Wednesday, 10 August 2011

Victorian gentlemen

Famous men in Norwich
At Old Buckenham WI’s meeting in late July the speaker was Barbara Miller from Norwich. The subject of her talk was "Three Victorian Gentleman and one other". The three gentlemen in question were Thomas Bignold, Jacob Henry Tillett and Jeremiah James Colman.
James Bignold, the founder of Norwich Union, ran an insurance business from a back room in a house in the Haymarket before moving on to premises in Surrey Street. He was Mayor of the City from 1843 to 1848 and was knighted in 1854.
Jacob Henry Tillett (1818-1892) was born into a non-conformist Norwich family. He became a solicitor in 1839 and was a Liberal Party politician. In 1845 he was one of the founder members of Norfolk News. When the paper was first published it consisted of four pages of local news. It came out on a Saturday and the concern was that people might read it on a Sunday! (The paper subsequently became the EDP as we know it today).
Jeremiah James Colman was of course the founder of the Colman Mustard empire. He was also a Mayor of Norwich and a Liberal MP. He was a great benefactor to the City of Norwich, giving money for the restoration of St Peter Mancroft and for the west front of Norwich Cathedral.
The fourth Victoria gentleman was William Houghton Clabburn. He was a major industrialist of Norwich, being a partner in the company, Clabburn Son & Crisp, which manufactured the famous Norwich shawls. This gentleman was the most generous patron of Frederick Sandys, a pre-Raphelite painter (also born in Norwich). Clabburn and Sandys were friends as well as patron and artist. Clabburn owned 23 paintings, many of which were portraits of the three Victorian gentlemen described earlier.

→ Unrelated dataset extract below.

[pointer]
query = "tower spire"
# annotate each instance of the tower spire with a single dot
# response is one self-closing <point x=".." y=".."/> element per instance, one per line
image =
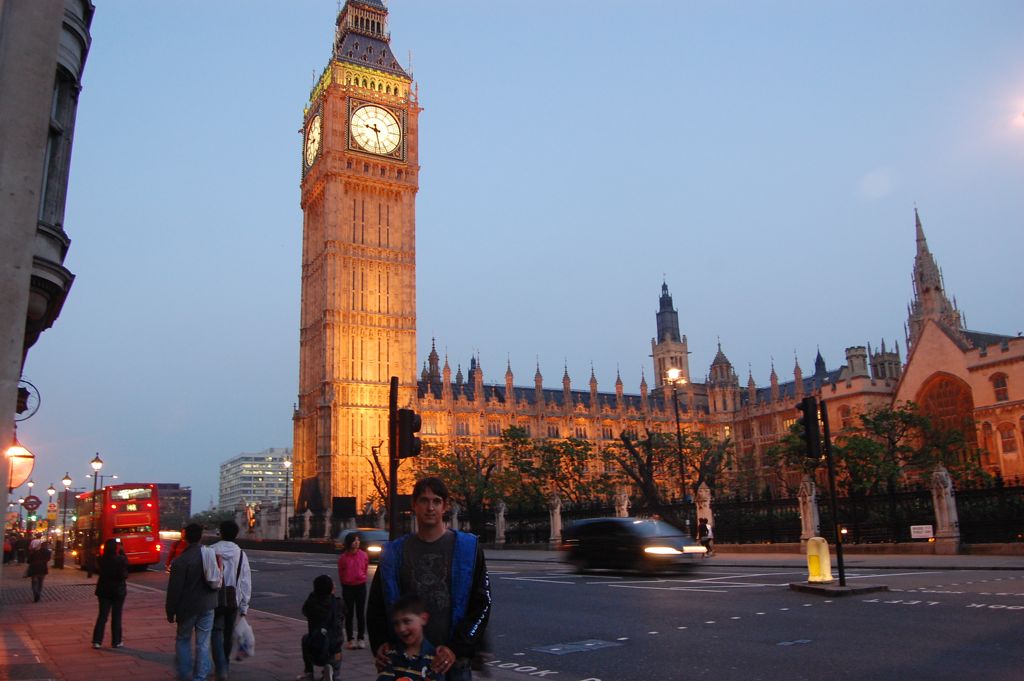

After the break for refreshments, members were pleased to welcome a member from Diss WI who had represented them at the National Annual General Meeting held in Liverpool in June. She reported back that 21,000 new members had joined the WI during the last 12 months. Plans are well under way for the WI Centenary Year (1915) including a 15,000-member capacity at the O2 Arena in London. Speakers at the Liverpool meeting included Erwin James (Guardian columnist and former prison inmate), Dr Rita Gardner, the first woman Director of the Royal Geographical Society and Sir Steven Redgrave, who talked about his worldwide charity work as Fairtrade Ambassador. He applauded the WI for its role as one of the founders of the fairtrade movement in the UK. The meeting ended with the appearance of the national WI singing group, The Harmonies, who performed a medley of hits from their album.